Daniel Hellmann

L’alchimiste.

Homme aux multiples talents, il est un artiste parfois controversé. Interrogeant les tréfonds de la condition humaine, il nous renvoie face à nos propres contradictions et questionne avec audace les décalages de nos sociétés.

Comment vivez-vous la déprogrammation d’un de vos spectacles ?

La déprogrammation de Requiem for a piece of meat montre qu’il existe un rapport au corps vraiment étrange. Une programmatrice a jugé qu’il y avait, pour elle, des scènes intolérables qui relevaient de la pornographie, sans comprendre le contexte. Pourtant le spectacle parle de la viande, et le non-respect de l’intégrité physique et sexuelle est essentiel dans nos rapports aux animaux. Mais contrairement aux animaux, dans le spectacle ce sont des performeurs professionnels qui ont donné leur consentement pour des actions scéniques qui sont bel et bien contextualisées. Cette annulation est violente à recevoir car ça relève quasiment de la censure.

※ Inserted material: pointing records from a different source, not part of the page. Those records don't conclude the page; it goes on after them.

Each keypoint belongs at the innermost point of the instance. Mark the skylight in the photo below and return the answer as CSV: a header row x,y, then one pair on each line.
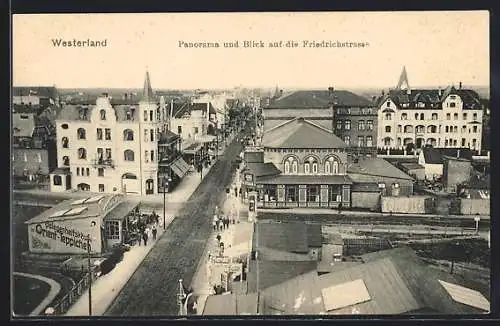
x,y
93,199
466,296
345,294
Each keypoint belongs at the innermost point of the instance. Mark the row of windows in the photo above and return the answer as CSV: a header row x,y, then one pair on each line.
x,y
346,124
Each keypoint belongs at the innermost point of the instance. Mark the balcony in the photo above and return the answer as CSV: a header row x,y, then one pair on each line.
x,y
103,163
168,157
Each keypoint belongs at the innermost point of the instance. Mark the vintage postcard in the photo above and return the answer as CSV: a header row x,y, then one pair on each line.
x,y
292,163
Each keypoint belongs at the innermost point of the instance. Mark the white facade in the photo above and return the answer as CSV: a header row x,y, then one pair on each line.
x,y
448,126
114,156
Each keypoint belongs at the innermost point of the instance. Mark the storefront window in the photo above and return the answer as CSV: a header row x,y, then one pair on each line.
x,y
334,193
312,193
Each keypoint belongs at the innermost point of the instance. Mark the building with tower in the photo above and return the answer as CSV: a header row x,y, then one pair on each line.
x,y
442,118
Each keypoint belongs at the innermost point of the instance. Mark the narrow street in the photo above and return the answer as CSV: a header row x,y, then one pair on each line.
x,y
152,289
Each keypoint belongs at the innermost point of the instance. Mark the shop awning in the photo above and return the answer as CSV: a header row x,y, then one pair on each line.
x,y
192,149
305,180
120,211
180,167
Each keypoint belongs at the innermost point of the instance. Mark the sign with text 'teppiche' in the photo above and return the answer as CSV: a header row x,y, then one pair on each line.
x,y
70,236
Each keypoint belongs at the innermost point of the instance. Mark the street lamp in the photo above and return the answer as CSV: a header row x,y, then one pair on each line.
x,y
89,251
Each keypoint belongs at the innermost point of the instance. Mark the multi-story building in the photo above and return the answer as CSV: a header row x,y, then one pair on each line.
x,y
313,165
112,149
414,118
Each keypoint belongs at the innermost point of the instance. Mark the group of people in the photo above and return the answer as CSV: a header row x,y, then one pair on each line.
x,y
222,222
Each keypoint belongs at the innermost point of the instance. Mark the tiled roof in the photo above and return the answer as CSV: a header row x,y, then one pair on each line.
x,y
289,237
434,155
167,136
431,97
40,91
305,179
23,127
374,166
300,133
273,272
319,99
300,295
263,169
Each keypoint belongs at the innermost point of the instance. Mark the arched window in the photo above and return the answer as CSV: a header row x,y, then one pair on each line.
x,y
81,133
128,155
82,153
128,134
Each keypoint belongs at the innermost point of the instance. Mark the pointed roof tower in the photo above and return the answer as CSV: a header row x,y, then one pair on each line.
x,y
147,92
403,80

Annuler un spectacle signifie tuer et arrêter la conversation, interdire toute forme de débat, ce que je trouve horrible. Malheureusement, cela montre qu’il y a des relations de pouvoir et une peur de certaines institutions vis-à-vis de potentielles coupes budgétaires ou de scandales dans les médias. Les médias pourraient parler d’un spectacle pervers et gonfler l’histoire, ce qui serait à la fois drôle mais tout aussi effrayant car les sujets de fond ne seraient pas abordés. Mais heureusement la grande majorité du public n’a aucun problème avec ce spectacle.

Est-ce que vous avez besoin d’échanger sur vos créations ?

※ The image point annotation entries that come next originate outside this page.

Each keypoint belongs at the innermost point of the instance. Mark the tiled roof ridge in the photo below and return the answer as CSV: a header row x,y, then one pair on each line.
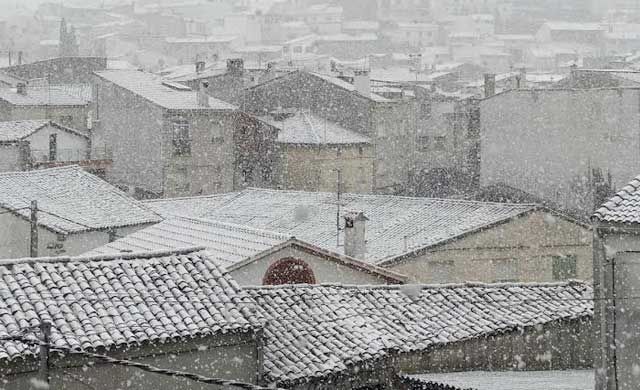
x,y
567,283
235,227
530,206
628,190
103,257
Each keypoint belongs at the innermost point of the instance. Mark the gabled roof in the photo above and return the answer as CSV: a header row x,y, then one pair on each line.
x,y
398,225
327,78
314,331
150,87
111,301
230,246
57,95
306,128
71,200
624,207
12,131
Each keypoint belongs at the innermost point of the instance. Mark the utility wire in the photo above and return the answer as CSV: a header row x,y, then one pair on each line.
x,y
147,367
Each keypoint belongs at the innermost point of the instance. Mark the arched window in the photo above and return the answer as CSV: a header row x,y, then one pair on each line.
x,y
288,271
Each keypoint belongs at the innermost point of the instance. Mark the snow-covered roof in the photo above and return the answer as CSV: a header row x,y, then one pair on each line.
x,y
574,26
229,245
513,380
71,200
226,243
315,331
305,128
57,95
151,87
110,301
12,131
347,86
624,207
397,225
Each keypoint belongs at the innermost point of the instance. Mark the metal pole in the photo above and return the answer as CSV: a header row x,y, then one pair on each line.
x,y
33,242
338,209
45,329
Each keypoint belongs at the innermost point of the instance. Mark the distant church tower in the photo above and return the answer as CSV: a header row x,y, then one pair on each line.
x,y
68,43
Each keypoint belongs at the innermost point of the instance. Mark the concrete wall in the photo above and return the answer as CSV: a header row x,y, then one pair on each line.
x,y
617,267
15,233
391,125
233,357
520,250
11,159
70,147
132,128
325,271
310,168
78,114
210,167
546,142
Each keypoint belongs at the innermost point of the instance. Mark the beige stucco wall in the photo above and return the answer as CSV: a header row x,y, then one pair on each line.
x,y
15,233
228,357
210,167
309,168
545,142
519,250
71,147
325,271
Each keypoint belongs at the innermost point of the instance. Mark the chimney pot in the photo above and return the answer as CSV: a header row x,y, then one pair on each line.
x,y
355,244
362,82
201,93
235,65
489,84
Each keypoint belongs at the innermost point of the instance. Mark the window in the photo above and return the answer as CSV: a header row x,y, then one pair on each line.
x,y
423,142
505,270
53,147
564,267
181,139
66,120
288,271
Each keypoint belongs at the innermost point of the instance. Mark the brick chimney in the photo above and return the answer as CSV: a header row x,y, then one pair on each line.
x,y
235,65
489,84
203,98
355,243
21,88
362,82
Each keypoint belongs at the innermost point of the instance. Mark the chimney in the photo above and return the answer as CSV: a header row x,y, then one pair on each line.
x,y
362,82
199,66
522,78
355,243
489,84
235,65
21,88
203,98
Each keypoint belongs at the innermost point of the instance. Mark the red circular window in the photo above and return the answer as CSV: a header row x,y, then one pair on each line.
x,y
288,271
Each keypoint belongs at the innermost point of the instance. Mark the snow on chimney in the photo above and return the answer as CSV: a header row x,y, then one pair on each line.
x,y
355,243
489,84
203,98
199,66
235,65
362,82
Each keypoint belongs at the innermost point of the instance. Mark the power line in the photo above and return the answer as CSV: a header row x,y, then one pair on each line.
x,y
147,367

Je sens que les gens ont une grande envie de discuter et j’en ai également besoin. Aujourd’hui, dans l’art, il y a des sujets complexes sur lesquels les artistes travaillent. À mon sens, on ne peut plus regarder un objet deux secondes en essayant de vouloir capter ce qu’un artiste a pu mettre deux ans à construire. Il est intéressant d’ouvrir la forme d’expression ; avoir un temps d’échange est important car cela peut permettre de mieux comprendre un spectacle et de le faire grandir par la même occasion. Être en dialogue est une sorte d’éthique dans le travail que j’essaie d’avoir avec l’équipe artistique tout en incluant le public car je trouve que cela fait sens. Il faut de la place pour plusieurs opinions, même si c’est quelquefois douloureux.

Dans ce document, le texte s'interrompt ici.